光沢感のあるレッドの天板とブラックのツートーンが目を引く

カセット給紙のほか背面給紙も復活。用紙対応力が増した

 また、Wi-Fiを搭載しており、スマートフォンから直接プリントすることもできる。写真を印刷する際に、SDカード内の写真にさまざまなエフェクトをかけて出力できる「クリエイティブフィルター」を搭載するなどユニークな機能も目を引く。

 インクはグレーインクを含む染料5色+顔料ブラックの6色独立インク構成で、解像度は最高9600×2400dpi。写真からビジネス文書の印刷、コピーなどまで、幅広い用途で活用できる。

美しい写真印刷を実現する5色独立の染料カラーインクと、にじみのないくっきりとした印字でビジネス文書に向く顔料ブラックを組み合わせたハイブリッド構成

 ちなみにハイスペックモデルのTS8030、スタンダードモデルのTS6030、シンプルモデルのTS5030もボックス型のデザインとなり、2015年モデルと比べ見た目も設置面積もすっきりとした。TS8030は、ホワイト、ブラック、レッド、ブラウンの4色展開で、自動両面プリント、背面給紙などもサポートしながらコンパクトなボディーを実現。写真も文書もキレイに印刷できる6色ハイブリッドインクモデルとなっている。TS6030とTS5030は、いずれもホワイトとブラックの2色展開で、インクも5色ハイブリッドになるが、前面に操作パネルを配したデザインは上位モデルと共通だ。背面給紙もサポートしている。

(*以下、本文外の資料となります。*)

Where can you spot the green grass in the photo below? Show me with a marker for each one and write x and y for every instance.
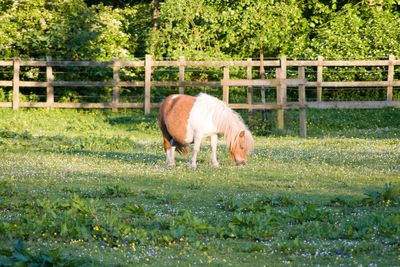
(91, 188)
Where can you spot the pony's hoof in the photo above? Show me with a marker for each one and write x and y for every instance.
(215, 164)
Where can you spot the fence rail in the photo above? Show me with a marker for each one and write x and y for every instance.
(280, 82)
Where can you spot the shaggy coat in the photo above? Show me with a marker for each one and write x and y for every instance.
(186, 119)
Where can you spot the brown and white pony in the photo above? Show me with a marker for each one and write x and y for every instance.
(185, 119)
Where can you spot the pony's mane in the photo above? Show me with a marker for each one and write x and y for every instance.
(228, 122)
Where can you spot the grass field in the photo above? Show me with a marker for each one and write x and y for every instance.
(91, 188)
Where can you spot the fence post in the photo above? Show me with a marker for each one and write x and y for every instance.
(319, 78)
(17, 64)
(281, 92)
(302, 102)
(249, 88)
(50, 79)
(116, 79)
(147, 83)
(181, 73)
(262, 77)
(389, 91)
(225, 86)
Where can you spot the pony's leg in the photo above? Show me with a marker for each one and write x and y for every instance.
(171, 156)
(214, 141)
(196, 149)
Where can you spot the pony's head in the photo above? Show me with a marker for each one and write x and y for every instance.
(242, 145)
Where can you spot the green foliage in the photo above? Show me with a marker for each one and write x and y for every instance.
(68, 30)
(356, 32)
(200, 29)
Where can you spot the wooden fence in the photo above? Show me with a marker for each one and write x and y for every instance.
(280, 82)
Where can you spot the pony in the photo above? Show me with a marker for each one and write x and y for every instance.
(185, 119)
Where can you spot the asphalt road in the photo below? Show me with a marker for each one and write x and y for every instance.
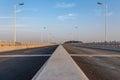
(97, 64)
(23, 68)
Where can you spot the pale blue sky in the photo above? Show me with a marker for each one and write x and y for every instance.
(60, 17)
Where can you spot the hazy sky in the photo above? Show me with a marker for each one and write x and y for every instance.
(59, 20)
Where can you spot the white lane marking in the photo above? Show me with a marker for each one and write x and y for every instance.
(25, 55)
(94, 55)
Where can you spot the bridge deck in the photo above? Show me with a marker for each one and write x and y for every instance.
(60, 67)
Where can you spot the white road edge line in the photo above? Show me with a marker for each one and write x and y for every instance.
(94, 55)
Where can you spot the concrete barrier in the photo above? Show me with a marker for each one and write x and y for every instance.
(60, 66)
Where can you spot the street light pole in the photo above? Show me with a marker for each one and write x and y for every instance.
(15, 7)
(15, 23)
(106, 12)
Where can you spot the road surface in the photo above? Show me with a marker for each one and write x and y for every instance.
(13, 67)
(96, 64)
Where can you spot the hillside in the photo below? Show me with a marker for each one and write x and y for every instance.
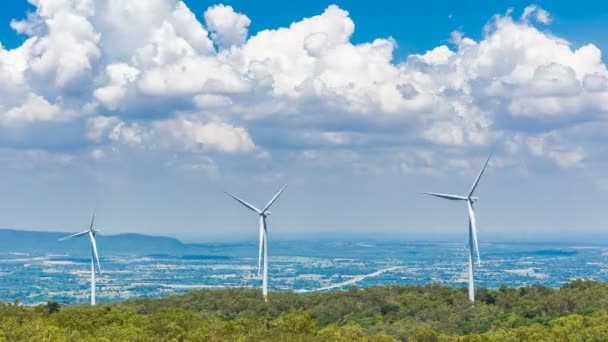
(575, 312)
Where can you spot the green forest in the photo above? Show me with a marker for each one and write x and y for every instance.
(578, 311)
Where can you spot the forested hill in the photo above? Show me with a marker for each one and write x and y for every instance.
(575, 312)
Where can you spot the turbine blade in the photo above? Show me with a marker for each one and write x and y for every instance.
(274, 198)
(447, 196)
(262, 224)
(94, 247)
(244, 203)
(92, 220)
(479, 176)
(74, 235)
(473, 227)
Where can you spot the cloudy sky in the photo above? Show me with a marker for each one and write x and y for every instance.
(149, 110)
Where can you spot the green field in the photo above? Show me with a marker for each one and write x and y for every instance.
(576, 312)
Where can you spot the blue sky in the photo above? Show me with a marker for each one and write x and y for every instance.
(149, 111)
(416, 28)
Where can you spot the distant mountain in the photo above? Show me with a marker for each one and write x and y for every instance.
(21, 241)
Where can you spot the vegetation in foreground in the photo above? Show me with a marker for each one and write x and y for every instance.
(576, 312)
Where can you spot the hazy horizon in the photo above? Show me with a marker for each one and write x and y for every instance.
(359, 107)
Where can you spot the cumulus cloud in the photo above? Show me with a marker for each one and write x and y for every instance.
(149, 74)
(228, 27)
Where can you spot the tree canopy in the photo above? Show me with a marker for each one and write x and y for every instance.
(578, 311)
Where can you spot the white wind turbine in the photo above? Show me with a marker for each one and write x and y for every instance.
(94, 256)
(263, 245)
(473, 244)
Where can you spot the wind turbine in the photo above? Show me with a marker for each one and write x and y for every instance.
(473, 244)
(263, 238)
(94, 256)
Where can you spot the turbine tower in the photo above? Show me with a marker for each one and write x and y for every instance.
(263, 237)
(94, 256)
(473, 244)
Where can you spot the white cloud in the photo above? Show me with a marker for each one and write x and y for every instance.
(147, 74)
(213, 135)
(228, 27)
(34, 109)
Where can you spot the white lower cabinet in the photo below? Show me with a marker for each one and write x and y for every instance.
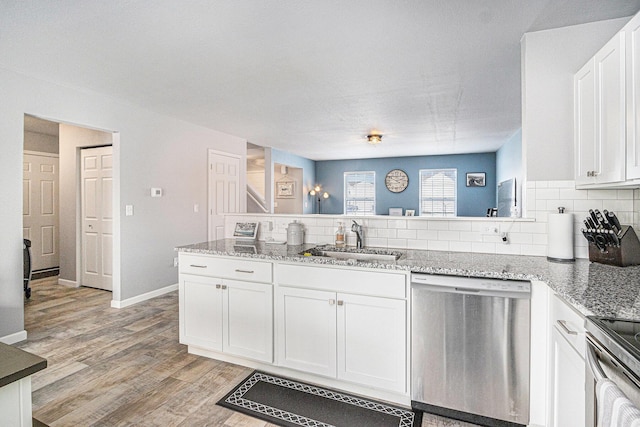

自宅のインクジェット複合機を「PIXUS TS9030」に変えてみたら

 さて、今回はPIXUS MG6130を長らく使ってきた筆者の家のインクジェット複合機を、プレミアムデザインを採用したPIXUS TS9030に買い替えたらどうなるかを、一足早く体験してみたので紹介したい。

 我が家のPIXUS MG6130は、6年前、2010年に発売されたモデルで、当時もデザインが一新され、ピアノブラックの美しいスクエアボディと、必要に応じてボタンが点灯するというユニークな操作体系を採用した注目モデルだった。

 もともとスタイリッシュで性能も高いモデルだったため、リビングに置いて、子どもの学校からの配布物をスキャンしてクラウドストレージに保存したり、書類などのコピーに使ったり、子どもの写真を父母に送るために印刷したり、年末には年賀状を作成したりといろいろな用途に活用している。

 そんなMG6130に大きな不満があったわけではないのだが、TS9030に置き換えてみたところ、「おっ、これはいいな」と思ったことがいくつかあった。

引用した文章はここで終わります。